She shuffled in the seat and lifted her chin. “A man with your intelligence can surely find other ways to gain the knowledge you seek. Mrs Sinclair’s wisdom extends to the purchasing of fripperies, and you’re worth so much more than that.”
“Am I?” The compliment touched him so deeply he had to smile to hide the rush of emotion. “And I thought you despised me.”
Her gaze drifted to the ebony lock he brushed from his brow. “Opinions change. Indeed, having discovered more about you, I find the opposite is true.” Her eyes softened. “I have the utmost respect for your kindness and loyalty.”
Good Lord!
Lucius was prone to bouts of fancy where Miss Atwood was concerned, but he knew the glint of desire in a woman’s eyes. He knew the radiant glow, the faint hunger.
The muscles in his abdomen clenched. His stomach grew warm as the intense longing he had only recently put to bed stirred from its slumber.
“But how will you slip into dark rooms without a mistress in tow?” said the lady whose mouth was a constant torment. “Won’t it look odd if you’re seen sneaking about alone?”
“People often see me walking the corridors. Most presume there’s a lady waiting for me somewhere.”
“So Mrs Sinclair knows nothing about the Order?”
“Of course not. The woman would sell her soul for an hour of pleasure. She thinks I’m as morally depraved as she is, that I live to commit sin. Mrs Sinclair is a renowned gossip and was once Lord Talbot’s mistress.”
“Lord Talbot. One of the men who purchased the mine in Wigan and sold off the land after the collapse.” Miss Atwood arched a brow. “I see your logic in pursuing a liaison.”
“Everything I do stems from a need to help the Order.”
“Everything? Are we friends purely because I am a terrible snoop with an insatiable curiosity?”

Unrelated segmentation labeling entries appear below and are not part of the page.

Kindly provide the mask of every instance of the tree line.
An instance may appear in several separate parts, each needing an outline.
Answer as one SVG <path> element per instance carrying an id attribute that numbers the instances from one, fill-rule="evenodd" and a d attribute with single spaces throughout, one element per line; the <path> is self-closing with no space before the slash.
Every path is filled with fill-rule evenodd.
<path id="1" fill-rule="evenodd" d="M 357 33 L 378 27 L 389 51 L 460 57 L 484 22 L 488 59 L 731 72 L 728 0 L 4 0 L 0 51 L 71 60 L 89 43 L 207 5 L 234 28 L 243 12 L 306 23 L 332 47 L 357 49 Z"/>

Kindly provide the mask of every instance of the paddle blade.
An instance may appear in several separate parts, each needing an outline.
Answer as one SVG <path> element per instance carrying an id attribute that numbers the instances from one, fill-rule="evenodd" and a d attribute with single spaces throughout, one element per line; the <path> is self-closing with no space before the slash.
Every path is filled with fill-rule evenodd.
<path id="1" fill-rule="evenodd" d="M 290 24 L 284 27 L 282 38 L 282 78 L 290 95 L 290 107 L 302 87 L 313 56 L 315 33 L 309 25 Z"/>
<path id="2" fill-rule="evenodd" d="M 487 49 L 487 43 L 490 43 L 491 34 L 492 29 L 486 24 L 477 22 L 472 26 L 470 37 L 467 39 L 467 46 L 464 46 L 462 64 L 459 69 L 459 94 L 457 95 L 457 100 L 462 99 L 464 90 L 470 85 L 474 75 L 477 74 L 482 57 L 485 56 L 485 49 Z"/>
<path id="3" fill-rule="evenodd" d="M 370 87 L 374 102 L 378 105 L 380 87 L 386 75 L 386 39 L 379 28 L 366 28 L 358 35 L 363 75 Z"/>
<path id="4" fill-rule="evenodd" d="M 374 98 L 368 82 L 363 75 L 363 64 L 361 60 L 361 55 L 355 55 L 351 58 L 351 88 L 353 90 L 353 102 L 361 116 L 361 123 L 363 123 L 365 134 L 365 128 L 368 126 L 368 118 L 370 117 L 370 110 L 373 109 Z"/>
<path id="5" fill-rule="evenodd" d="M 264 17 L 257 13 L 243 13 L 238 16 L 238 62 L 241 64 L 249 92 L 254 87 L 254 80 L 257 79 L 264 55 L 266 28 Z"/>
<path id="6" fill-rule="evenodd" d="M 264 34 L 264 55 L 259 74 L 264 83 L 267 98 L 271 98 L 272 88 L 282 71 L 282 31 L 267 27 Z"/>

He smiled. “We are friends because we share a common goal. We have the intellectual capacity to keep each other entertained.” And because he liked her far more than he cared to admit.
“You really are a mystery.” She shook her head, although still seemed amused. “On the day of the auction, you said we would never be friends.”
“Opinions change. Having discovered more about you, I find the opposite is true.” Having her as nothing but a friend would come at a hefty cost to his sanity. Was that not why some men turned to drink, wrote morbid poems or developed an opium addiction?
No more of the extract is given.